Pagination Issue # based pages

I’m trying to scrape a site that uses numbered page tabs (1, 2, 3, etc) instead of normal next/previous pagination.

Page URLs are formatted like:

  • /oil-pressure-senders-and-sensors#1
  • /oil-pressure-senders-and-sensors#2
  • /oil-pressure-senders-and-sensors#3
  • etc (some categories have 15+ pages)

How the site works:

  • Page numbers are shown as tabs (1, 2, 3, etc)
    **Clicking a number updates the table on the same page
  • Opening #2, #3, etc directly in a new tab does show the correct page

The problem:

  • Using type "pagination** causes Web Scraper to scrape only the last page
  • Page 1 and intermediate pages are skipped

What I’m trying to achieve:

  • Scrape all pages, not just the first or last
  • Do this via pagination, not by manually adding start URLs

Is this a known limitation with tab-style / hash-based pagination?

Hi,

This should work using the Pagination selector with type set to 'Click multiple times on next/more button ([Next page] [Load More])'.

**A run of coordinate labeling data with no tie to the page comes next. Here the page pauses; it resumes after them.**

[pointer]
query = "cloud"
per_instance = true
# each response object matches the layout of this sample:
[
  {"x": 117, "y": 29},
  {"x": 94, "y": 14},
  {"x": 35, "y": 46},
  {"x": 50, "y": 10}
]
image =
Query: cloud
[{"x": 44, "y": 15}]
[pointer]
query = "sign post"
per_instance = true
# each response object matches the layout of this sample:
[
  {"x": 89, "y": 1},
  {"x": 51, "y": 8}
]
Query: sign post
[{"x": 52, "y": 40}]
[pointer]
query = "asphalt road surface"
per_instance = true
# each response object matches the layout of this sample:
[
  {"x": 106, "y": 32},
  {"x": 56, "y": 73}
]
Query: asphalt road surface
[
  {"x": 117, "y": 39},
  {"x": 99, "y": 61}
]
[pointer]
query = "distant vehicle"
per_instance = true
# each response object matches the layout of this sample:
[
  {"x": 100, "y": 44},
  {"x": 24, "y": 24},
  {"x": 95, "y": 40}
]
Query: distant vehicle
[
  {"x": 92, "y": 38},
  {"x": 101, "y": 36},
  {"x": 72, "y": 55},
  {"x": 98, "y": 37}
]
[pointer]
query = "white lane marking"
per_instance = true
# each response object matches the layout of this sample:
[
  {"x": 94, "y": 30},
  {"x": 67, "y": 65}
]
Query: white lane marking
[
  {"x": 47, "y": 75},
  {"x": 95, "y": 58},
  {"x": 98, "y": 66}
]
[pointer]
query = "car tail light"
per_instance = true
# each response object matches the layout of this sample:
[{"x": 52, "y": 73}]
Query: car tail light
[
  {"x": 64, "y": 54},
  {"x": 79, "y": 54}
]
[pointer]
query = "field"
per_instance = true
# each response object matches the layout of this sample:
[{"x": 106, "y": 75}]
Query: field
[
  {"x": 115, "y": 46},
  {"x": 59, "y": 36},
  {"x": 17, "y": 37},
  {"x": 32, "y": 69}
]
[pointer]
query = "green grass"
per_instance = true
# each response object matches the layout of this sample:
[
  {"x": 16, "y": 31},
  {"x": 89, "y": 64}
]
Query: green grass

Could you share the website so I can inspect the mechanics in action?

HI there, I have tried that option but it still does not work, website below:

In this case, there is actually no pagination required as all the data is initially loaded in the HTML:

{"_id":"tridon","startUrl":["https://www.tridon.co.nz/products/Tridon/35/483/switches-and-sensors/2011/oil-pressure-senders-and-sensors"],"selectors":[{"elementLimit":0,"id":"product_wrapper","multiple":true,"parentSelectors":["_root"],"scroll":false,"selector":"tr[class*=\"row\"]","type":"SelectorElement"},{"id":"Part No","multiple":false,"multipleType":"singleColumn","parentSelectors":["product_wrapper"],"regex":"","selector":"td:nth-of-type(1) a","type":"SelectorText","version":2},{"id":"name","multiple":false,"multipleType":"singleColumn","parentSelectors":["product_wrapper"],"regex":"","selector":"td:nth-of-type(3)","type":"SelectorText","version":2},{"id":"link","linkType":"linkFromHref","multiple":false,"parentSelectors":["product_wrapper"],"selector":"td:nth-of-type(1) a","type":"SelectorLink","version":2}]}

Hi there, thanks. However I have tried with no pagination by selecting the product links but it only seems to collect product links from the visible page? Can you assist.

Did you check the sitemap in my previous message?

The challenge here is that the select tool targets the visible elements, aka the data on page 1. To construct the selector to match all elements, the HTML has to be inspected.

Great all working, thanks for your help

1 Like